On Wed, Dec 10, 2014 at 6:27 PM, Stuart Henderson <st...@openbsd.org> wrote:
> On 2014/12/10 22:57, Lukas Tribus wrote:
>> I get your point, but I don't believe its always that simple. Should we 
>> really
>> exclusively care about users of the packaging systems provided by the OS,
>> nobody else?
>
> The standard way to handle this for build-from-source is with
> pkg-config. I haven't looked at what changes have been made to .pc files
> but I'd hope that versions there are updated when there's an API change.

Double-checking this, I think there is a mistake that needs
correcting.
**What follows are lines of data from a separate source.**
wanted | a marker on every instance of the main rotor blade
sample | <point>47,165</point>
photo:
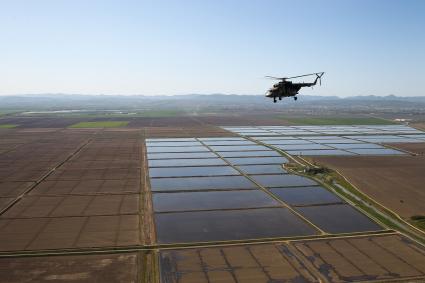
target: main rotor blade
<point>317,74</point>
<point>275,78</point>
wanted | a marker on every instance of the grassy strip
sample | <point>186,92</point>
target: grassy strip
<point>337,121</point>
<point>103,124</point>
<point>8,126</point>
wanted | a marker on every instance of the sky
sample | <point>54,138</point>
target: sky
<point>366,47</point>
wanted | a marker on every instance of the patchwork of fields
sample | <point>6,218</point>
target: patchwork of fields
<point>148,205</point>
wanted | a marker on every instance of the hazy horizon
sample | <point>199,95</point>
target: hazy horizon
<point>170,48</point>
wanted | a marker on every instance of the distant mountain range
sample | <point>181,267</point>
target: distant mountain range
<point>204,101</point>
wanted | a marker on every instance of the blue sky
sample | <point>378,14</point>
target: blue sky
<point>179,47</point>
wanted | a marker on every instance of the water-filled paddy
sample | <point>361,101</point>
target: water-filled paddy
<point>285,180</point>
<point>257,160</point>
<point>185,201</point>
<point>192,171</point>
<point>181,155</point>
<point>201,183</point>
<point>262,169</point>
<point>222,225</point>
<point>186,162</point>
<point>306,195</point>
<point>338,218</point>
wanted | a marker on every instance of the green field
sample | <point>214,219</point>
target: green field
<point>103,124</point>
<point>7,126</point>
<point>337,121</point>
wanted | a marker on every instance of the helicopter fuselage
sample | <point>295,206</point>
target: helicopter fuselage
<point>286,89</point>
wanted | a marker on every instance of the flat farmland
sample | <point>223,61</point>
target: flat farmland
<point>72,268</point>
<point>71,189</point>
<point>352,259</point>
<point>417,148</point>
<point>396,182</point>
<point>204,204</point>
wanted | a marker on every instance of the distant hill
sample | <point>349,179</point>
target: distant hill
<point>204,102</point>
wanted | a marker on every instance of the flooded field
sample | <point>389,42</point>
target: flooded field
<point>354,259</point>
<point>99,190</point>
<point>224,225</point>
<point>205,203</point>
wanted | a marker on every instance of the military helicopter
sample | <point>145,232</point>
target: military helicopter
<point>286,88</point>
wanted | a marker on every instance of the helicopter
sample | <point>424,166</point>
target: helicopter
<point>286,88</point>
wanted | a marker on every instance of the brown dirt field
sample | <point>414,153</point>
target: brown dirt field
<point>396,182</point>
<point>92,202</point>
<point>418,148</point>
<point>380,257</point>
<point>74,268</point>
<point>65,206</point>
<point>69,232</point>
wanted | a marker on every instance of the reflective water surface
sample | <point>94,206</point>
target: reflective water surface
<point>192,171</point>
<point>201,183</point>
<point>204,226</point>
<point>185,201</point>
<point>338,218</point>
<point>306,195</point>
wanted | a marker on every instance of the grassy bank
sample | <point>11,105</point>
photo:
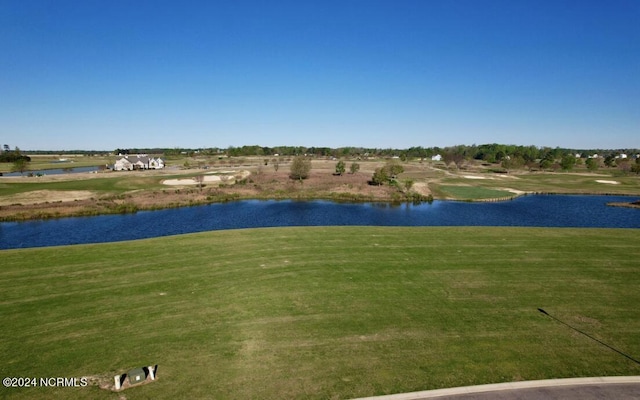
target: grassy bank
<point>331,312</point>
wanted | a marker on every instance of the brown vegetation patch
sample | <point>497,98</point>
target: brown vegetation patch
<point>46,196</point>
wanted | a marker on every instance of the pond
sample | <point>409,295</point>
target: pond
<point>56,171</point>
<point>538,210</point>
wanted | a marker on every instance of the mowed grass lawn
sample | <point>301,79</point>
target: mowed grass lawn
<point>323,312</point>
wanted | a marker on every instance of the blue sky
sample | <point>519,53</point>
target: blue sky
<point>109,74</point>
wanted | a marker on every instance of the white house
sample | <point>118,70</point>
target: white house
<point>140,161</point>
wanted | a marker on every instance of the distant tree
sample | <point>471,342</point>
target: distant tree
<point>567,162</point>
<point>610,160</point>
<point>20,165</point>
<point>510,163</point>
<point>393,170</point>
<point>623,165</point>
<point>545,163</point>
<point>300,168</point>
<point>199,181</point>
<point>408,184</point>
<point>340,168</point>
<point>379,176</point>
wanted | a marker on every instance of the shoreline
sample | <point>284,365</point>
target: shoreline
<point>126,204</point>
The packaging currently uses used the standard autotools
@VERSION@ macro for the .pc files, which derives from AC_INIT's
argument (which only allows one version nuber), but it should actually
match the library version, correct?

$ pkg-config --modversion libcrypto
2.1.2

$ ls -l /usr/local/lib/libssl.*
lrwxrwxrwx 1 root root      16 Dec 10 20:38 /usr/local/lib/libssl.so
-> libssl.so.29.0.0
lrwxrwxrwx 1 root root      16 Dec 10 20:38
/usr/local/lib/libssl.so.29 -> libssl.so.29.0.0
-rw-r--r-- 1 root root 1701498 Dec 10 20:38 /usr/local/lib/libssl.so.29.0.0

That's the trouble with having multiple libraries in a single package :P

>> Having no idea what libssl/lilbcrypto release the application was build 
>> against
>> is not very pleasant when you have to troubleshoot strange problems or crahes
>> and in the end the simple reason is that there is no ABI or even API
>> compatibility between the library the application was build against and the
>> library that is actually running.
>
> For shared library version numbers, you can expect OpenBSD code to
> follow the usual rules, major bump = incompatible change (function
> removed or parameters changed), minor bump = addition (code compiled
> against older minor versions works with a newer one; code compiled
> against newer minor version won't work against an older one).

Indeed. From LibreSSL 2.0.0 through 2.1.2, libssl has gone from 26.0.0
to 29.0.0, and libcrypto from 29.0.0 to 30.0.3. These bumps happen
whenever they need to, though they are coordinated somewhat to avoid
too much churn. You should not see crashes and weird behavior related
to ABI mismatches  when building against LibreSSL though.